There’s a controversial new president in the White House, and racial tensions are on the rise.
Directed by RTST Award winner Nancy Medina, the Royal & Derngate and English Touring Theatre’s production of Two Trains Running opens at Royal & Derngate on 4 September.
It is Pittsburgh, 1969, and the regulars of Memphis Lee’s restaurant are struggling to cope with the turbulence of a rapidly changing world. The diner is in threat of being torn down, a casualty of the city’s renovation project that is sweeping away the buildings of a community, but not its spirit.
The Artiscape spoke with Ray Emmet Browne about his role of Wolf in the play.
His previous theatre credits include Sweet Bird of Youth (Chichester Festival Theatre), Moon on a Rainbow Shawl (National Theatre/UK tour), A Raisin in The Sun (Royal Exchange), and Les Negres (Young Vic). For television, his credits include The Stranger, Mum, The Dumping Ground and Outlaws.
We asked Browne what interested him most in performing in the play?
“First and foremost I was telling a story from a Black perspective,” says Browne. “I didn’t get taught much by way of Black history at school so I jumped at the chance at doing this”. He adds “It gave me the opportunity to educate myself and hopefully others who might not have been aware of the situation for Black people in America at that time.”
Browne tells us that when he was going through the script for his audition he came across a speech where his character Wolf was “mistakenly arrested by the police and having a gun pointed at his head.”

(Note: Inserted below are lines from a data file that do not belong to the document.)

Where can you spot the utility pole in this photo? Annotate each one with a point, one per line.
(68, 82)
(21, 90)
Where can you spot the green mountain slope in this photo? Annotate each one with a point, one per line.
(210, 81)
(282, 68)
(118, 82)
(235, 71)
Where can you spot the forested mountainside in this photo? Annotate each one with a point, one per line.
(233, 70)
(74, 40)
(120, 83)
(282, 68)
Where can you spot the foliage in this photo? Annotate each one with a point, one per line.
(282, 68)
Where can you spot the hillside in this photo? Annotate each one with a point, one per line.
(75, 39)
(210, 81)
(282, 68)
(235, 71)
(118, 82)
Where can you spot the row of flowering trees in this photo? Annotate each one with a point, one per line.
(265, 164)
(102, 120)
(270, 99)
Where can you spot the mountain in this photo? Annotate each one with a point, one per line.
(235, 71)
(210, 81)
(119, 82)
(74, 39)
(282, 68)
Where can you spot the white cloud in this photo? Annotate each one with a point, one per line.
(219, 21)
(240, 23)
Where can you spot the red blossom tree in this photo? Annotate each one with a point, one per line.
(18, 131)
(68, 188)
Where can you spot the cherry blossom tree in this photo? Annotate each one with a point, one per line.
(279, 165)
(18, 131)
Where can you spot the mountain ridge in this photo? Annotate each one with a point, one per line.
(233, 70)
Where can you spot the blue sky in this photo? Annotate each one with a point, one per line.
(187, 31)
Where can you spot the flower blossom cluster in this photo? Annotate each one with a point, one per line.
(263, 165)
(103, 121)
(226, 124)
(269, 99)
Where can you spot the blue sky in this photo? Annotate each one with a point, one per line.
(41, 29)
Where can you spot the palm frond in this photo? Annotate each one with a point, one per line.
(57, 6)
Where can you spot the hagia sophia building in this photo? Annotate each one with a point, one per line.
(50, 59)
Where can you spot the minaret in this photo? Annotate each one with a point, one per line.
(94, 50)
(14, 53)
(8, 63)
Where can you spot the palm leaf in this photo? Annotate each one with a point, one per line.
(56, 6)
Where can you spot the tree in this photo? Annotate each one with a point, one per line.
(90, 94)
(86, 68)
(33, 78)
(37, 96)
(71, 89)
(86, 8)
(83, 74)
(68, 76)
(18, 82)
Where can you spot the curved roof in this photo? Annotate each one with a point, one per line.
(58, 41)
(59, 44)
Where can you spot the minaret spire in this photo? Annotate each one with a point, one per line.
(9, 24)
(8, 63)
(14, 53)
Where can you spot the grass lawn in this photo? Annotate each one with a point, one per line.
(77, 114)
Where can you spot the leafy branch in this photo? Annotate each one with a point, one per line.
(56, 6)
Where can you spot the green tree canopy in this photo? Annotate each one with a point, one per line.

He tells us how he “immediately identified with Wolf’s dehumanising experience” having himself experienced this first hand where he was wrongly arrested and strip-searched. So for Browne, this was “part of a story that needed to be told and was something I had to do.”
“Also..” he adds “August Wilson is a phenomenal playwright and the chance to work on one of his plays with the award-winning Nancy Medina (who I had heard so much about) was a no brainer.”
We asked Browne to tell us about his character “Wolf” in the play?
“Wolf wants to be a somebody,” explains Browne. “He wants to be relevant in his community. He knows everybody’s business. He is helpful when he can be but is still there making money out of his community in the best way he can, in a society that is unequal. At the point, we see him he is unlucky in love and a bookie in an illegal gambling game called Numbers (which was prevalent at the time in poorer black neighbourhoods in America).”
So how did Browne prep for this role?
“I started to become a lot more observant of people in my life particularly those at my barbers that exhibited characteristics I thought Wolf would have,” he tells us. “The play is set in a restaurant and reminds me of [this] West Indian barbers where guys can come in and just be guys and talk about guys stuff”. He adds “I looked at hairstyles of the period. I started thinking generally how Black Americans differ from Black British, I thought about the accents, watched more Afro American stuff on TV and YouTube that were particularly Pittsburgh or Southern States orientated”.
The play raises a lot of issues that still very relevant today. We asked Browne what he thought an audience today can take away from this performance?
“That we still live in an unequal society – [Grenfell],” says Browne, “Black communities are still struggling in this country and in America. That putting property before people is not always a good thing. When gentrification of an area happens the old community and the vulnerable normally lose out.”
Two Trains Running opens at Royal & Derngate on 4 September ahead of a UK tour until 27 November 2019.